La raison à cela est très simple, puisque TotalEnergies craignait que certains de ses actionnaires ne s’emparent du sujet environnemental. La firme a en effet instauré un « say on climate », c’est-à-dire un vote consultatif sur divers sujets concernant l’écologie.

À lire aussi Voiture électrique : quels modèles « made in France » en 2021 ?

Les investisseurs sont désormais libres de refuser certains projets ou certaines décisions, et de plus en plus comptent l’utiliser. Ce vent de rébellion vient justement du non-respect des Accords de Paris, qui inquiète et agace certains actionnaires.

La résolution climat de TotalEnergies en 2021, qui ne respecte aucunement les Accords de Paris, avait obtenu 91,88 % de suffrages positifs. Cette année, nombre d’entre eux souhaitent refuser les plans que met la société en place, jugés insuffisants pour faire face à la menace climatique.

En interne, il apparaît que des investisseurs ont déposé deux résolutions alternatives. La première vise à obliger TotalEnergies à aligner ses objectifs environnementaux sur les Accords de Paris. La seconde demande une consultation annuelle concernant la stratégie climatique de l’entreprise.

Shell doit interrompre son assemblée générale

Shell votait de son côté pour demander à ses actionnaires de soutenir sa stratégie climatique. Un groupe environnemental souhaitait la faire modifier, la jugeant insuffisante.

Comme TotalEnergies et six autres compagnies pétrolières, Shell a en effet été épinglé pour son non-respect des Accords de Paris. Parmi les actionnaires, ils sont toujours 80 % à soutenir la stratégie de la marque. C’est toutefois moins que l’année dernière, quand ils étaient 89 % à la juger pertinente et suffisante.

Si la fronde était moindre par rapport à celle de TotalEnergies, il y a aussi eu du rififi au sein de Shell. Une consultante a démissionné la veille de l’AG.

« Le manque total d’intérêt de Shell pour le risque causé par le changement climatique signifie qu’ils échouent complètement dans leur ambition de transition vers la neutralité carbone », a-t-elle déclaré. « Shell est pleinement conscient que ses projets continus d’extraction de pétrole et gaz et d’expansion causent des dégâts extrêmes à notre climat, notre environnement, à la nature et aux gens. »

Et le lendemain, Shell a également connu une assemblée générale houleuse. C’est à l’extérieur que se jouait la mobilisation, émanant d’activistes écologistes.

Les slogans « honte sur Shell » et « coupable d’écocide » ont notamment pu être lus ou entendus. La majorité des 70 militants provenaient de Money Rebellion, une association en lien avec la célèbre Extinction Rebellion.

Devant cette pression, Shell n’a pas eu d’autre choix que de suspendre son assemblée générale. C’est le président du conseil d’administration, Andrew Mackenzie, qui l’a décidé après une demi-heure.

Actionnaires et militants de TotalEnergies s’affrontent

TotalEnergies a tenu son assemblée générale malgré tout, mais des heurts ont éclaté entre les actionnaires et les militants.

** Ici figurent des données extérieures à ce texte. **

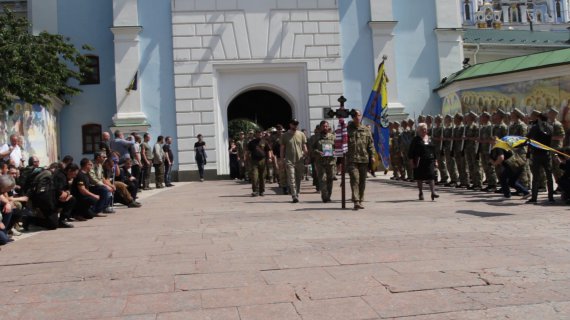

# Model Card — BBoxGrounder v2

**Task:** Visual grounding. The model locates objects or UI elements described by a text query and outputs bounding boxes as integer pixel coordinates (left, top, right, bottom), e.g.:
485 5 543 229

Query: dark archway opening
228 90 293 134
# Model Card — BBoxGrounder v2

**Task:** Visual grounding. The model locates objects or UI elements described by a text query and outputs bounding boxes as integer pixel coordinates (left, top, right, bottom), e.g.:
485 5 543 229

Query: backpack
18 166 44 194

Visiblement peu sensibles à la cause écologique, ils ont préféré tourner en dérision les inquiétudes de Greenpeace.

Agacés de ne pas pouvoir circuler, ces actionnaires ont pris à partie des militantes. « Tout le monde vous déteste », peut-on spécifiquement entendre de leur part, avant que l’échange ne devienne encore plus nauséabond.

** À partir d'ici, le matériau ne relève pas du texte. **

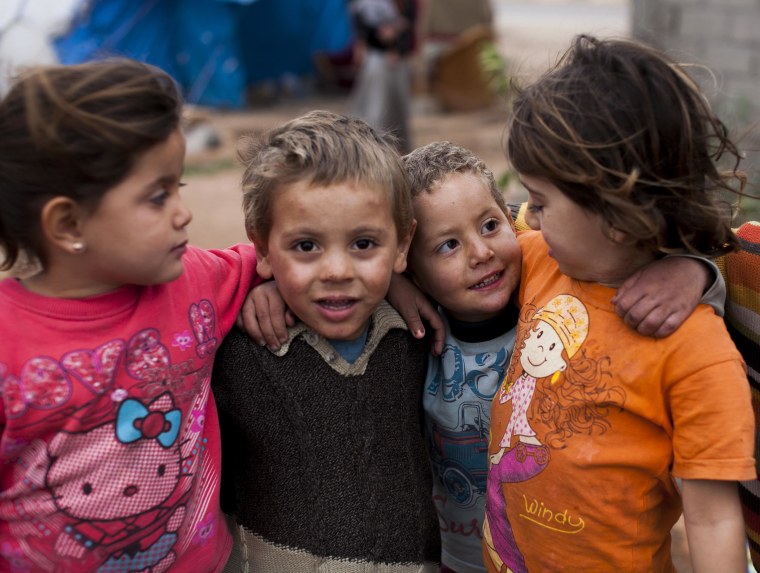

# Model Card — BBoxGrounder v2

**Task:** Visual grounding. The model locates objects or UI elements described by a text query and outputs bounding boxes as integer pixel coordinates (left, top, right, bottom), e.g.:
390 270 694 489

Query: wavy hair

À l’opposé des investisseurs ayant envie de faire évoluer TotalEnergies sur la question climatique, ces actionnaires ont de quoi inquiéter. Outre des propos inacceptables, c’est leur absence de prise de conscience qui choque.

Il faut espérer que les actionnaires inquiets pour l’écologie parviendront à faire évoluer les choses. Cela permettrait au moins à ces entreprises de proposer des programmes ambitieux pour respecter les Accords de Paris.